Draped in Michael McDonald’s flower-power finery, each Tribe member gets multiple opportunities to shine, and while one or two of them stretch age-appropriateness a bit, the overall impact is of a group bursting with youth. They elevate the audience to such a collective high during the first act’s nonstop exuberance that the apprehensive turn becomes all the more wrenching.
Paulus rises to the challenge of shaping Ragni and Rado’s freeform vaudeville collage into a narrative, particularly in the heartbreaking crescendo of the final scenes. And Claude’s extended hallucination suite, which often drags, here walks a mesmerizing line between humor and horror.

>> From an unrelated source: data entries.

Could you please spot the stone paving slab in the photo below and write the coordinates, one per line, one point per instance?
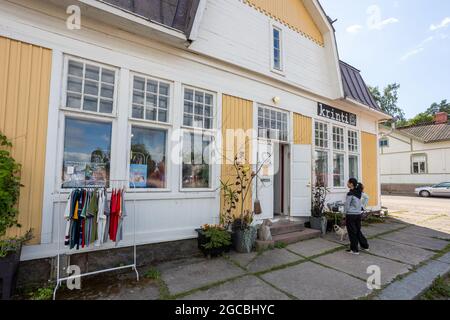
(357, 265)
(186, 277)
(416, 240)
(271, 259)
(245, 288)
(313, 247)
(400, 252)
(242, 259)
(427, 232)
(309, 281)
(416, 283)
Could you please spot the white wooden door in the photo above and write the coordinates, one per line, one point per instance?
(265, 178)
(300, 181)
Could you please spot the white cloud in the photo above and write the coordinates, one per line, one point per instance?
(381, 24)
(354, 28)
(444, 23)
(411, 53)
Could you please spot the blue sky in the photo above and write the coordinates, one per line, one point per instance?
(404, 41)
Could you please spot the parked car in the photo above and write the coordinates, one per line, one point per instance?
(438, 190)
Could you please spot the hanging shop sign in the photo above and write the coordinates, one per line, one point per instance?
(335, 114)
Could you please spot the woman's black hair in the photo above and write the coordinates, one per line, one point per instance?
(357, 188)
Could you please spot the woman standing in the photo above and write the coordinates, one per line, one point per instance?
(353, 217)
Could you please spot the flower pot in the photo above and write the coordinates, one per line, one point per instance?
(202, 239)
(9, 267)
(319, 224)
(244, 240)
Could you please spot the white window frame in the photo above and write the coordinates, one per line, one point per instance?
(277, 27)
(270, 109)
(419, 162)
(156, 126)
(212, 154)
(170, 106)
(214, 111)
(63, 102)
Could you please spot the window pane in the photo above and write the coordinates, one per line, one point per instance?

The characters’ unity of spirit is mirrored in their movements as choreographer Karole Armitage shepherds the group into a writhing mass, a sinuous human chain or splintering comets. Her brilliant work has the appearance not of practiced steps but of uncontainable physical self-expression.
Surprisingly, considering how firmly they were rooted in the zeitgeist of the era, the songs remain trenchant. The score’s vigorousness and variety are remarkable, threading together delicate melodies with driving, combustible ones, double-edged comic sketches with celebratory anthems, dirty funk, hippie-dippie lovefests and satirical ditties.
Fears that the Vietnam-era show’s message, which struck such a chord in the waning days of the Bush administration, would have less impact in the Obama age now seem unfounded. While it’s unmistakably a period piece, “Hair” plays almost like a direct response to the fallout from a culture of shortsighted greed.
Following the exit of “Rent” and “Spring Awakening” from Broadway, a vacancy exists for a rock musical that communicates viscerally with its audience. This revival does that and then some; it’s likely to invigorate kids coming fresh to the material as much as baby boomers disinterring memories of their youth. If this explosive production doesn’t stir something in you, it may be time to check your pulse.